Concept
Mind map wiki — when you want a wiki that thinks in graphs.
A mind map wiki is a hybrid: wiki pages for long-form writing plus a graph view that shows how the pages connect. Use it when a folder hierarchy alone keeps losing things, but a single freeform canvas isn't the right shape either.
Two shapes, one product
- Wiki side: pages with titles, real markdown bodies, properties on each one, and bidirectional [[wikilinks]].
- Graph side: a navigation surface where each page is a node and each wikilink is an edge.
- Together: you write in pages and navigate by either folder, search, or graph.
Where it's a better fit than a pure mind map
- Your notes are long enough that they need real pages, not single-bullet nodes.
- You want to search, link, and revisit the writing — not just stare at a static diagram.
- You want a single source for both ideas and project knowledge.
- You want AI clients to read the writing, which they can't really do from a hand-drawn mind map.
How MindWiki implements the mind-map-wiki pattern
- Pages: plain markdown with YAML frontmatter and [[wikilinks]].
- Graph: built from your actual links, not from inferred similarity.
- Search: hybrid keyword + vector, so you can land on a page when you remember a phrase but not the title.

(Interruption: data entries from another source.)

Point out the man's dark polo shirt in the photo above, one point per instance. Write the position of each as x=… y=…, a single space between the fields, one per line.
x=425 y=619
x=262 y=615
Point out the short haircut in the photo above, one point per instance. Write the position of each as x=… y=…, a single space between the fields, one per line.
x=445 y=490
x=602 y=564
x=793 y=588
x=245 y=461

- Properties + views: filter by type, area, tags, confidence — like a database, but per page.
- AI: an MCP endpoint your Claude / ChatGPT / Codex client connects to, then reads and writes the same vault you do.
Frequently asked questions
Is this the same as a mind mapping app like XMind or MindNode?
No. Those apps are drawing tools — you build a tree by hand. A mind map wiki computes the graph from the links you make while writing.
Can I import a mind map into MindWiki?
Mind map files (.opml, .mm) don't import directly. The practical path is to flatten each branch into a page and let wikilinks rebuild the structure as you write.
Does the graph view have layout controls?
On macOS, yes — pan, zoom, filter by area or tag. The web app does not ship a graph view today; the macOS app is where the visual surface lives.